Assessee company was incorporated on basis of joint venture agreement between a resident company and a non-resident company – Both joint venture partners agreed to contribute project cost in ratio of 60 per cent by non-resident and 40 per cent by resident – Assessee issued shares at Rs. 60 per share to non-resident shareholder while shares to resident company were issued at Rs. 40 per share – AO rejected valuation of shares in case of non-resident for reason that shares issued to resident company was at much below price than shares were allotted to non-resident company – AO also observed that there was loss in previous assessment years, therefore, value determined by DCF Method was not correct – Accordingly, he made addition in hands of assessee under section 56(2)(viib) – It was noted that AO had fallen in error in not considering objectively facts and circumstances of case as reflected in joint ventures agreement between resident and non-resident entity which showed that project costs of assessee was to be funded in ratio of non-resident entity paying 40 per cent of project cost and resident entity paying 60 per cent of project cost – Thus, in furtherance of these clauses of joint ventures agreement there was difference in share price as issued to resident company and to non-resident company – Difference in amount had occurred due to difference in shares of capital contribution to project cost – Whether, on facts, Assessing Officer was unjustified in rejecting valuation of shares in case of non-resident shareholders by assessee and to re-determine value of such shares.

  • NLCT rejects ITD’s plea to deny sanction to amalgamation by invoking GAAR, as amalgamation was for purpose of business consolidation

[2022] 138 taxmann.com 570 (NCLT-Chd.)[19-05-2022] NCLT CHANDIGARH BENCH Panasonic India (P.) Ltd.

• Where the petitioner companies have clearly made out a case of operational synergy between the amalgamating companies and that the Scheme is for business consolidation and the tax arrangements are merely a consequential fall out of the implementation of the Scheme, the NCLT cannot deny sanction to the Scheme especially when Income-Tax Department has not pointed out any flaws in valuation report/share exchange ratio and the RoC/RD/CCI/OL have not objected to the Scheme.

• The treatment of carrying forward and set off of accumulated loss and unabsorbed depreciation allowance in amalgamation or demerger etc. of companies are clearly spelt out under Section 72A of the Income Tax Act, 1961 read with Rule 9(C) of the Rules.
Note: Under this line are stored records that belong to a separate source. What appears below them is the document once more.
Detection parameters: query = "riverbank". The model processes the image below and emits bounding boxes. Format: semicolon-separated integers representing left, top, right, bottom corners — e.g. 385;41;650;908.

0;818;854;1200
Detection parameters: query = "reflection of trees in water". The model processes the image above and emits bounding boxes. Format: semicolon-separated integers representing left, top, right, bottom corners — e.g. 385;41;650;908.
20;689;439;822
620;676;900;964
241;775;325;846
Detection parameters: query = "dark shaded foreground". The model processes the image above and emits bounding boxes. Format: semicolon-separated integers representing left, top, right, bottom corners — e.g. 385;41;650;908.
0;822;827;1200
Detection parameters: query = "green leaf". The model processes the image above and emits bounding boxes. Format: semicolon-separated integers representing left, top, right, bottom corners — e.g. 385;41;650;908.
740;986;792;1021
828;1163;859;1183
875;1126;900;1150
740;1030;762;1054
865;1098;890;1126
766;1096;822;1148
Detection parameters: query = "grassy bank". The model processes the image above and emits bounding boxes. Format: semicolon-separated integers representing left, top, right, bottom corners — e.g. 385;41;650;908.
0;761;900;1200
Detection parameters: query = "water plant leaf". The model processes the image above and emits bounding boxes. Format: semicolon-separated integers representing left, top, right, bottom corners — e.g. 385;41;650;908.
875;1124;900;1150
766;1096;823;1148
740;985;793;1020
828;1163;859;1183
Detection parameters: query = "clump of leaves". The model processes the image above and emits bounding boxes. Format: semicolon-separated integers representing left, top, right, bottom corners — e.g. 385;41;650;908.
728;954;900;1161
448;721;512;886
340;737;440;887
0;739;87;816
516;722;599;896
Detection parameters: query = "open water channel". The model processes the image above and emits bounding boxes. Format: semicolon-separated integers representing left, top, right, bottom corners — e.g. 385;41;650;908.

Further conditions regarding carrying forward and set off losses in cases of certain companies are equally clearly spelt out in Section 79 of the Income Tax Act, 1961. These provisions are sufficient to protect the interest of revenue in any case of amalgamation or demerger etc. Even if a proposal of a Scheme of Amalgamation has been approved by the Adjudicating Authority, it is clarified that no provision of such a Scheme can override the existing provisions of the Income Tax Act.